Currently I am trying to deduce Cardano's formula for cubics, however near the very end I am struggling with the signs and can't figure out what is wrong. We will be trying to find a solution for cubics of the form
$$X^3 + pX = q.\tag{1}$$
Similiar to many others I will complete the cube as depicted in the following picture:
So for this particular case I am going to extend the cube $(u-v)^3$ to be almost $u^3$, more specific
$$(u-v)^3 + 3uv(u-v) = u^3 - v^3.\tag{2}$$
Apparently by adding three cuboids of volume $3uv(u-v)$ we have an entire cube but a small cube itself.
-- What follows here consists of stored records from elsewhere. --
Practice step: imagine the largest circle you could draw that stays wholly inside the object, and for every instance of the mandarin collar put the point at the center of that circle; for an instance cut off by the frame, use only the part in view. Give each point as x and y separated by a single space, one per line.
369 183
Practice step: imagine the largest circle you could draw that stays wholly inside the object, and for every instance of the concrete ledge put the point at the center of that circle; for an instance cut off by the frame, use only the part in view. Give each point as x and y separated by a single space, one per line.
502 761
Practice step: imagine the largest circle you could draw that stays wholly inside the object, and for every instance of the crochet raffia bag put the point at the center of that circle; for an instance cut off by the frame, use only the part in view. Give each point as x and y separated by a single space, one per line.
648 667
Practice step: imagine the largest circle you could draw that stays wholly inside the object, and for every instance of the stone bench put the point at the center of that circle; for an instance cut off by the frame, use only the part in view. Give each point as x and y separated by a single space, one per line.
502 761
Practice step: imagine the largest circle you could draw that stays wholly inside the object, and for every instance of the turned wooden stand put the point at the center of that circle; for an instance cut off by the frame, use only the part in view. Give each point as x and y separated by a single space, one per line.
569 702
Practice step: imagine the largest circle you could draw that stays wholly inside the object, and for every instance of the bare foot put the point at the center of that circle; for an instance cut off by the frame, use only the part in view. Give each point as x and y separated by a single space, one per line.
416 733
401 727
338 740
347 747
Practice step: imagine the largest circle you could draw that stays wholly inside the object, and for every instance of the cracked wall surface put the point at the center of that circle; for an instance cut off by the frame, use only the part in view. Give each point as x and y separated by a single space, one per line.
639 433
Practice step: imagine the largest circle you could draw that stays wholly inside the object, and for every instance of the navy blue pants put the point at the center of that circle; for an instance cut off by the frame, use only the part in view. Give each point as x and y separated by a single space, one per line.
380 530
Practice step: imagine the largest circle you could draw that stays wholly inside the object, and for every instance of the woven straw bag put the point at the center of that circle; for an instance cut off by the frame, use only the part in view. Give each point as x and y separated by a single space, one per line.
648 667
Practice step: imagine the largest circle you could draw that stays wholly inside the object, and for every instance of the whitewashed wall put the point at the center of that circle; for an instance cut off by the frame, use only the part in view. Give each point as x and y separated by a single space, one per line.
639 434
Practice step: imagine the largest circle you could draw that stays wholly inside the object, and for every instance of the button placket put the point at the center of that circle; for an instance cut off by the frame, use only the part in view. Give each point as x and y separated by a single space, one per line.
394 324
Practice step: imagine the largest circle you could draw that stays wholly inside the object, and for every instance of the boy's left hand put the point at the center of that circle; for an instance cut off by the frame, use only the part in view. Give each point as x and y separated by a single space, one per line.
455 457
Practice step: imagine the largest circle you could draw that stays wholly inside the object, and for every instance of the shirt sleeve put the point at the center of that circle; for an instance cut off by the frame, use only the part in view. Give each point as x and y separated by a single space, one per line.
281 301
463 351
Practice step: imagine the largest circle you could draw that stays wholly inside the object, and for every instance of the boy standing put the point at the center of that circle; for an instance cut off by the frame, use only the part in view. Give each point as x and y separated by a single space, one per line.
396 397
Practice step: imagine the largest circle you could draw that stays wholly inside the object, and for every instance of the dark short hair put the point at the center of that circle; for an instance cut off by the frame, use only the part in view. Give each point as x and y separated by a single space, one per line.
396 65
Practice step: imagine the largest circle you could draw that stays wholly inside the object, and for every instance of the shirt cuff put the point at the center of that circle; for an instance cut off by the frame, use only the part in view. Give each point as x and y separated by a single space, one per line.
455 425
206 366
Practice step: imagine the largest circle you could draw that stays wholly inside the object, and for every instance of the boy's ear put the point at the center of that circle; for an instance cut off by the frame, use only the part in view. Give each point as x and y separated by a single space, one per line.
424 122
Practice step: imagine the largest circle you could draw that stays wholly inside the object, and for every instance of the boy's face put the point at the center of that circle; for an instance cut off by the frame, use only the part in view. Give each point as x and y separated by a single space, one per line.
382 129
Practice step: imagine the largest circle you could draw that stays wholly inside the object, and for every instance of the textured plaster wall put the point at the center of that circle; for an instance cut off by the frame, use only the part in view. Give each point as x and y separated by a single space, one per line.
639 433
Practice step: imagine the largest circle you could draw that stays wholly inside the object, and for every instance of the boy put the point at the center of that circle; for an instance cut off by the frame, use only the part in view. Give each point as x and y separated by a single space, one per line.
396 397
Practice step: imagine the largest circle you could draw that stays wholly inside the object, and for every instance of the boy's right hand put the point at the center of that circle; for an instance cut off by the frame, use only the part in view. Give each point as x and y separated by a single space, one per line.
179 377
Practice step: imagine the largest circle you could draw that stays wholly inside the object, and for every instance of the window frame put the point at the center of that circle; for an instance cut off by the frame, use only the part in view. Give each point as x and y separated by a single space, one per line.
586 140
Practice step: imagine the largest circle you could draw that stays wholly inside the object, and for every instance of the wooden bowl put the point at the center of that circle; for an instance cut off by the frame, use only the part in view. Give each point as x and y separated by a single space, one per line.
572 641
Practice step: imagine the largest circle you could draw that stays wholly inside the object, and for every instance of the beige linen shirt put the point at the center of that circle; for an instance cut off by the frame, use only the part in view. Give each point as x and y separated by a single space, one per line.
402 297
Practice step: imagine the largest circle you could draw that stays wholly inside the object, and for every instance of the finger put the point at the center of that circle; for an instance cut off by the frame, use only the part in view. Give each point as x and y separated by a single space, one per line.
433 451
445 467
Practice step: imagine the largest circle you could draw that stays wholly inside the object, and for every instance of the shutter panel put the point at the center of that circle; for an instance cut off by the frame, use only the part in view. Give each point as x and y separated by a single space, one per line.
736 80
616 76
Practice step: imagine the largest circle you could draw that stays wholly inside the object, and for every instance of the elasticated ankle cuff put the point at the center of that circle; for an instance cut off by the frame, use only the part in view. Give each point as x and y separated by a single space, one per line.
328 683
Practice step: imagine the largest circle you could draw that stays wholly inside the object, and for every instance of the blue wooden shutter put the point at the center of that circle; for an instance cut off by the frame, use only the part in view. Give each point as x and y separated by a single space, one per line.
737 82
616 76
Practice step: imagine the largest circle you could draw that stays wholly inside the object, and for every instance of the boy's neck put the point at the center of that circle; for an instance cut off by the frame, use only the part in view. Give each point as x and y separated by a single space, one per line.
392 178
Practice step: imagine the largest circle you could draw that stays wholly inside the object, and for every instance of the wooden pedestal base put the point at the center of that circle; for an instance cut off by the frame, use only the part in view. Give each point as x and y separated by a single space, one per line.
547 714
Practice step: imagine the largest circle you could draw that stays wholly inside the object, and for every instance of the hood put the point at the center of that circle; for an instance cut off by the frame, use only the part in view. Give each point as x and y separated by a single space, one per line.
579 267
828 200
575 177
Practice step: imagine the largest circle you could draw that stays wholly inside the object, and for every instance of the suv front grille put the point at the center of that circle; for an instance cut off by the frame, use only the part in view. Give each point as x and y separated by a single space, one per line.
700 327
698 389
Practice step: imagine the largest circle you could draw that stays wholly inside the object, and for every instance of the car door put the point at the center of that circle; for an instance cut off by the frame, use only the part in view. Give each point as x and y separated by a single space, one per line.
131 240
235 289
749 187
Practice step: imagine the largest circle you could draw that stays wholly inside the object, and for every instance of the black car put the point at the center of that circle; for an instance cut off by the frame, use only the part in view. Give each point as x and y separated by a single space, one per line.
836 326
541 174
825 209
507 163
Let $X=u-v$ then we can find a solution for $X$ in $(1)$ if we find a solution for $(u,v)$ in $(2)$. Comparing $(1)$ and $(2)$ obviously yields
$$p=3uv\tag{3}$$ as well as $$q=u^3-v^3.\tag{4}$$ From $(3)$ we obtain $v=p/(3u)$ and plugging it in to $(4)$ and multiplying with $u^3$ and finally substituting $s=u^3$ yields
$$\begin{align} q &= u^3 - \left(\frac{p}{3u}\right)^3 \\ qu^3 &= u^6 - \left(\frac{p}{3}\right)^3 \\ u^6 - qu^3 - \left(\frac{p}{3}\right)^3 &= 0\\ s^2 - qs - \left(\frac{p}{3}\right)^3 &= 0.\tag{5} \end{align}$$
Equation $(5)$ has the solutions
$$s_{1/2}=\frac{q}{2}\pm\sqrt{\left(\frac{q}{2}\right)^2 + \left(\frac{p}{3}\right)^3}.$$
This can be repeated for $v$ as well. From $(3)$ we obtain $u=p/(3v)$ and plugging it in to $(4)$ and multiplying with $v^3$ and finally substituting $t=v^3$ yields
$$\begin{align} q &= \left(\frac{p}{3v}\right)^3 - v^3 \\ qv^3 &= \left(\frac{p}{3}\right)^3 - v^6 \\ v^6 + qv^3 - \left(\frac{p}{3}\right)^3 &= 0\\ t^2 + qt - \left(\frac{p}{3}\right)^3 &= 0.\tag{6} \end{align}$$
Equation $(6)$ has the solutions
$$t_{1/2}=-\frac{q}{2}\pm\sqrt{\left(\frac{q}{2}\right)^2 + \left(\frac{p}{3}\right)^3}.$$
At this point equation $(4)$ should imply which $s_m$ and $t_n$ have to be taken into consideration, but I can't see it actually. Anyways, since we substituted $X=u-v$ we can now see that
$$X = u-v = \sqrt[3]{\frac{q}{2}\pm\sqrt{\left(\frac{q}{2}\right)^2 + \left(\frac{p}{3}\right)^3}} - \sqrt[3]{-\frac{q}{2}\pm\sqrt{\left(\frac{q}{2}\right)^2 + \left(\frac{p}{3}\right)^3}}$$
for the correct signs.
Unfortunately, this isn't Cardano's formula and not correct. Not even manipulating by factoring $-1=\sqrt[3]{-1}$ helped me. Do you see where I made mistakes with the signs?